The most significant change: he now has mental representations of what good ML practice looks like. When he opens a new dataset, he has a process — not a rigid algorithm but a principled exploration sequence that reflects developed judgment. When a model performs poorly, he has diagnostic hypotheses before he starts experimenting.
He's still not a senior ML practitioner. He's been doing this for less than a year; practitioners have years of domain-specific experience that he doesn't have yet. But the quality of his reasoning has changed.
He also has much more accurate self-assessment. Before, he would have said he was "learning ML pretty well" because his course completion metrics said so. Now he can identify specific gaps in his knowledge with precision — which is both humbling and useful, because identified gaps can be targeted.
The Insight
"The courses taught me what machine learning is," David says. "The deliberate practice is teaching me to think like someone who does machine learning."
The distinction maps cleanly onto mental representations: the courses built his conceptual knowledge of the domain.

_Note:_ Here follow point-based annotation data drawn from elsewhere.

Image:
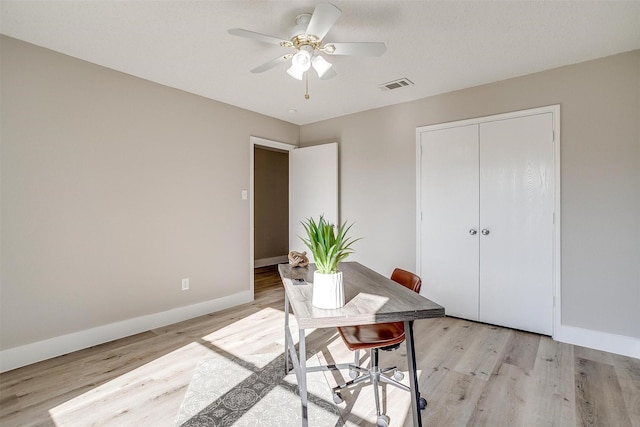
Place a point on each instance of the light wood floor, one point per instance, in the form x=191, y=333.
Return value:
x=471, y=374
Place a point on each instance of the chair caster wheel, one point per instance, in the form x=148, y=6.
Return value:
x=383, y=421
x=423, y=403
x=337, y=398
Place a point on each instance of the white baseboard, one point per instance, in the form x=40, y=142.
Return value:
x=270, y=261
x=604, y=341
x=31, y=353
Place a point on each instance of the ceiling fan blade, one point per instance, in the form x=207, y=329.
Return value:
x=329, y=74
x=257, y=36
x=355, y=48
x=323, y=18
x=270, y=64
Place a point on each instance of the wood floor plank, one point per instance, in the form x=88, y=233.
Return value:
x=599, y=400
x=502, y=402
x=550, y=386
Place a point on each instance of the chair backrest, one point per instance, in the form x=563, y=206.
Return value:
x=407, y=279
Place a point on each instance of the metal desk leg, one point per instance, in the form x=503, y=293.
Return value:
x=302, y=381
x=286, y=332
x=413, y=373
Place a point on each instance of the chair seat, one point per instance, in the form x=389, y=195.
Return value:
x=363, y=337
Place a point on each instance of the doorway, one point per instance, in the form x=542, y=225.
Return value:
x=269, y=203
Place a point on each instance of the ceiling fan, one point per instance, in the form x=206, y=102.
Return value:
x=307, y=40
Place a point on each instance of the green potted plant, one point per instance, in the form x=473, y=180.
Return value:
x=328, y=248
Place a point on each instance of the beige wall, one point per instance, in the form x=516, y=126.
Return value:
x=271, y=203
x=600, y=161
x=113, y=190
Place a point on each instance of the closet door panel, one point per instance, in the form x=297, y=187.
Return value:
x=516, y=223
x=449, y=206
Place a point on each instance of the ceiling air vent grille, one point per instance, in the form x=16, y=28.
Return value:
x=396, y=84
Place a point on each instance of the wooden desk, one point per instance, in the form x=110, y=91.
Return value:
x=370, y=298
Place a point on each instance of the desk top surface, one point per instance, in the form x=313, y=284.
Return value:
x=370, y=298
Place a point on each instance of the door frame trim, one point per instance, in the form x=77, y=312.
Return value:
x=555, y=111
x=260, y=142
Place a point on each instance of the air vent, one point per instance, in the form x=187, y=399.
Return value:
x=396, y=84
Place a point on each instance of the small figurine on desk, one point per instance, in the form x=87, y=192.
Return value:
x=297, y=259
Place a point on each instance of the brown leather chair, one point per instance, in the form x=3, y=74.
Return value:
x=382, y=336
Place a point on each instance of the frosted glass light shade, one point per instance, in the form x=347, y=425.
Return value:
x=320, y=65
x=295, y=72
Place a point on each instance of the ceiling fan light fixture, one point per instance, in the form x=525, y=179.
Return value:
x=302, y=59
x=295, y=72
x=320, y=65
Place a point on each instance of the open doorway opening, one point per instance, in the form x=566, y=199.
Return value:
x=269, y=205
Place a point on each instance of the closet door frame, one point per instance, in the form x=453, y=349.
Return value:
x=556, y=273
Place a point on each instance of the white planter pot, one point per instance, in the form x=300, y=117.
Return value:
x=328, y=290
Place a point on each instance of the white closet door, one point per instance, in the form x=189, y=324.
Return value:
x=516, y=210
x=449, y=205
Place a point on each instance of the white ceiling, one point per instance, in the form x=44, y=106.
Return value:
x=439, y=45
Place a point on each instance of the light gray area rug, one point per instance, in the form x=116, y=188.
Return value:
x=254, y=391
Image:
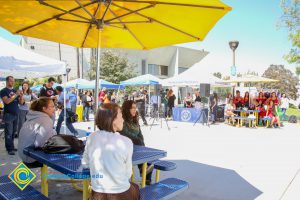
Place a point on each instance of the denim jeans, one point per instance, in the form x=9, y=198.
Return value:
x=86, y=113
x=10, y=129
x=68, y=123
x=213, y=113
x=21, y=119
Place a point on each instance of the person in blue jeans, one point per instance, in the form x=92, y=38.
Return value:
x=11, y=98
x=59, y=91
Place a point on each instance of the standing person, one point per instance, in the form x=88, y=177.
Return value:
x=24, y=108
x=140, y=99
x=37, y=129
x=164, y=97
x=284, y=103
x=213, y=104
x=59, y=91
x=246, y=100
x=47, y=89
x=101, y=96
x=171, y=102
x=132, y=130
x=87, y=103
x=109, y=154
x=238, y=100
x=11, y=98
x=73, y=100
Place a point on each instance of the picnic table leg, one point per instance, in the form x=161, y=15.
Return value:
x=85, y=193
x=44, y=180
x=144, y=169
x=157, y=176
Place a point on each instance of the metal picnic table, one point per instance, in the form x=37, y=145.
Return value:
x=243, y=114
x=70, y=164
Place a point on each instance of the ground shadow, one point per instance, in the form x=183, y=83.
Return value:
x=208, y=182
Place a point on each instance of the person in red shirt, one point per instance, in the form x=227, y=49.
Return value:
x=238, y=100
x=101, y=96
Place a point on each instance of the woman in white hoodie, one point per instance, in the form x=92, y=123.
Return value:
x=108, y=155
x=37, y=129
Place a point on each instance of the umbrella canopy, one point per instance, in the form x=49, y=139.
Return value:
x=38, y=87
x=77, y=83
x=21, y=63
x=250, y=79
x=137, y=24
x=102, y=83
x=146, y=79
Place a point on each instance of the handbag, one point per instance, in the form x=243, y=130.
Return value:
x=60, y=144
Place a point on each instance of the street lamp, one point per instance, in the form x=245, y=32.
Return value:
x=233, y=45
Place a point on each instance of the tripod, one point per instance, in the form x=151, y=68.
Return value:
x=204, y=117
x=159, y=115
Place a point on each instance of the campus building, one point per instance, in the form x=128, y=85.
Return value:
x=162, y=62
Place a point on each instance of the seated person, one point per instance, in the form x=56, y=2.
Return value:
x=109, y=154
x=188, y=101
x=238, y=100
x=37, y=129
x=272, y=113
x=246, y=100
x=132, y=130
x=229, y=108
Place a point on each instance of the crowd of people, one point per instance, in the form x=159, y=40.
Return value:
x=270, y=105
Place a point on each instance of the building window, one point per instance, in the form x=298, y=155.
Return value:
x=158, y=70
x=163, y=70
x=153, y=69
x=143, y=67
x=181, y=69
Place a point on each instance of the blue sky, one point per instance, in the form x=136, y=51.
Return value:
x=254, y=24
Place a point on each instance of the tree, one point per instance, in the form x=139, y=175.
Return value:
x=291, y=20
x=218, y=74
x=114, y=67
x=287, y=80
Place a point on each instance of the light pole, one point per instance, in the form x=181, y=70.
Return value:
x=233, y=45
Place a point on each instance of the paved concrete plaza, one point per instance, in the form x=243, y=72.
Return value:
x=220, y=162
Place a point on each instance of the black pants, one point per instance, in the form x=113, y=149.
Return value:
x=141, y=109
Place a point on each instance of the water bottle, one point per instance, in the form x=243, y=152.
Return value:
x=88, y=133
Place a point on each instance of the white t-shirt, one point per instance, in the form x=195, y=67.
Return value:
x=109, y=158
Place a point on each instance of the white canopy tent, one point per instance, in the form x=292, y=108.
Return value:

The deliberate practice is building his models of how good ML practitioners reason, evaluate, and diagnose — the internal representations that enable judgment rather than just recall.
He's also confronted with an unexpected corollary: deliberate practice is more tiring than coursework. A focused session of diagnosing deliberately broken models, with committed hypotheses and careful reasoning, leaves him more mentally depleted than two hours of watching excellent instruction. This matches exactly what Ericsson's research describes — genuine deliberate practice is cognitively exhausting in a way that passive learning is not.
That exhaustion has become, perversely, a signal he trusts. If a session leaves him tired in that specific way, he probably did real work. If he finishes feeling fine, he may have been going through the motions.
Real practice is hard. The hardness is the point.